Hence, $(a, b, f)$ is orthogonal to $\nabla F$.
Then, they say that $\nabla F$ is orthogonal to the solution surface, and so we get that $(a, b, f) $ lies in the tangential plane to the solution surface. Therefore, we can build a characteristic curve, starting from a point on the boundary. We parametrise our unknown characteristic curve as ${x(t), y(t), z(t)} $, and find the tangent vector to it at every point - $v=(x_t (t), y_t (t), z_t (t)) $.
Then, we find $x, y, z$ from the condition $v=c(a, b, f)$. This is a system of ODEs, comprising the method of Characteristics.

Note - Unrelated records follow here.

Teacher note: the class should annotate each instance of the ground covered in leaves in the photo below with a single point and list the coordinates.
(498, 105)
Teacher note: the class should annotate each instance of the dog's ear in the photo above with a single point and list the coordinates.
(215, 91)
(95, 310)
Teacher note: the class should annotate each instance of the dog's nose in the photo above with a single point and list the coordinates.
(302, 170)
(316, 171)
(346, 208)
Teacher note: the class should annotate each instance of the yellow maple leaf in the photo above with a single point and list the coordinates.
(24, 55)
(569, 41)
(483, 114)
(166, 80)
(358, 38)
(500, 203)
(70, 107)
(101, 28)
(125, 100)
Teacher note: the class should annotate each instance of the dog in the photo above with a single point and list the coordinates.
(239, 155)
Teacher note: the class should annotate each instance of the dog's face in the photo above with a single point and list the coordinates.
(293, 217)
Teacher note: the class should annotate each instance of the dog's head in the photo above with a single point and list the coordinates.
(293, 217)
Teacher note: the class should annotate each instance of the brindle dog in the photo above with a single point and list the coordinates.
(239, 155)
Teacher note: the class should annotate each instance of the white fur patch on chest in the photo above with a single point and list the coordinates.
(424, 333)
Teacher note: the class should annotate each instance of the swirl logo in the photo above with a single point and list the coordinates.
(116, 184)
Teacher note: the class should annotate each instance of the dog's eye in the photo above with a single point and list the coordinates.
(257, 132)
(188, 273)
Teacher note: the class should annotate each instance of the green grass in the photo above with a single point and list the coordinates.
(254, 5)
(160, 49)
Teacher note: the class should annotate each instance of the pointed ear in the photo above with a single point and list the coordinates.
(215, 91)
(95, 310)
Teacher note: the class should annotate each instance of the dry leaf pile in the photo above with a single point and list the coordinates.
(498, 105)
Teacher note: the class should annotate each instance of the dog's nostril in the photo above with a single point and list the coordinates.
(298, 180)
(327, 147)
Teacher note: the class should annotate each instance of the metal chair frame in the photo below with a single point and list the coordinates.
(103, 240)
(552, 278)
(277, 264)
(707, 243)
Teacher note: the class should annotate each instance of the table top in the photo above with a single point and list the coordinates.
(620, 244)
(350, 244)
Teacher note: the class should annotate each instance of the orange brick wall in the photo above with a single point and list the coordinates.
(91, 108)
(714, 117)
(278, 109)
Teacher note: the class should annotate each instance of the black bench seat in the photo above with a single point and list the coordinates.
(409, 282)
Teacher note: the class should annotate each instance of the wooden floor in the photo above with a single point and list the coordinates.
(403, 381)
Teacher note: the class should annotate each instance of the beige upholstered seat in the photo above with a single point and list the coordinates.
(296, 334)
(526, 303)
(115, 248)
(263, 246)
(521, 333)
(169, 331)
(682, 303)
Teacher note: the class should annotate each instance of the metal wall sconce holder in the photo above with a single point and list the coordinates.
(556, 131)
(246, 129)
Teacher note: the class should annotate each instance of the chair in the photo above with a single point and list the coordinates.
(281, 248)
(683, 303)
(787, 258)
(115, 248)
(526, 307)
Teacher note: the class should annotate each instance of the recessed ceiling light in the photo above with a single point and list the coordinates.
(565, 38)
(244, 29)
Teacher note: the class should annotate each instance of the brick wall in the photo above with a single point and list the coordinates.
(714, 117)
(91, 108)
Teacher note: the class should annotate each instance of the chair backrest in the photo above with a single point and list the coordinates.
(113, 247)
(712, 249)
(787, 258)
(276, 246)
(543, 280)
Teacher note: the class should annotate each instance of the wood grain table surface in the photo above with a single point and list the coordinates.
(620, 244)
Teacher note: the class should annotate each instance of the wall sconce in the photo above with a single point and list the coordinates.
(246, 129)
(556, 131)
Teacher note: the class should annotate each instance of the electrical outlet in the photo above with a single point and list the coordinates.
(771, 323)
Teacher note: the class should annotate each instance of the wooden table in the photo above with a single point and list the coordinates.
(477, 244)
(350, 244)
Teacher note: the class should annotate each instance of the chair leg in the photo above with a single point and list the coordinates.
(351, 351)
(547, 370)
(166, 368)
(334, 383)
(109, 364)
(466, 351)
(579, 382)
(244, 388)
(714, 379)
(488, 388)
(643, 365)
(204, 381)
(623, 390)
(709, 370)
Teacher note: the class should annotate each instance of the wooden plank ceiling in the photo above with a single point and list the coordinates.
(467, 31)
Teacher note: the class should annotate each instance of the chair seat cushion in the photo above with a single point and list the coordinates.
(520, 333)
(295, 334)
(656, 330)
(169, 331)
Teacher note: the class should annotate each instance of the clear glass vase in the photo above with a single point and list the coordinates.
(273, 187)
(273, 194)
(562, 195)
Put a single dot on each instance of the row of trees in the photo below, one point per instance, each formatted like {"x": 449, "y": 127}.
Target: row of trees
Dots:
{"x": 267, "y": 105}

However, I don't understand why they say that $\nabla F=(u_x, u_y, - 1)$ is orthogonal to the solution surface.
 A: The tangent plane of the surface parametrized by $$\Gamma =\{\sigma (x,y):=(x,y,u(x,y))\mid (x,y)\in I\},$$
at the point $(a,b)$ is given by $$u(a,b)+\text{Span}\Big\{\sigma _x(a,b),\sigma _y(a,b)\Big\},$$(whenever $\{\sigma _x(a,b),\sigma _y(a,b)\}$ is free) and thus, has normal vector $$\sigma _x(a,b)\times \sigma _y(a,b),$$
which is collinear to $(u_x,u_y,-1)$.
A: The curve: $\alpha(t)=(x+t,y,u(x+t,y))$ lies on the surface. Hence the tangent vector
$\alpha'(t)=(1,0,u_x)$ is tangent to the curve and hence tangent to the surface. Similarly the curve $\beta(t)=(x,y+t,u(x,y+t))$ lies on the surface so $\beta'(t)=(0,1,u_y)$ is tangent to the surface. The vectors $\alpha'$ and $\beta'$ are linearly independent and tangent to the surface so at $t=0$ they span the tangent plane at $(x,y,u(x,y))$. Now
$$
\alpha'(t)\cdot(u_x,u_y,-1)=(1,0,u_x)\cdot(u_x,u_y,-1)=0,
\quad
\beta'(t)\cdot(u_x,u_y,-1)=0.
$$
Since the vector $(u_x,u_y,-1)$ is orthogonal to $\alpha'$ and $\beta'$,
the vector $(u_x,u_y,-1)$ is normal to the tangent plane to the surface.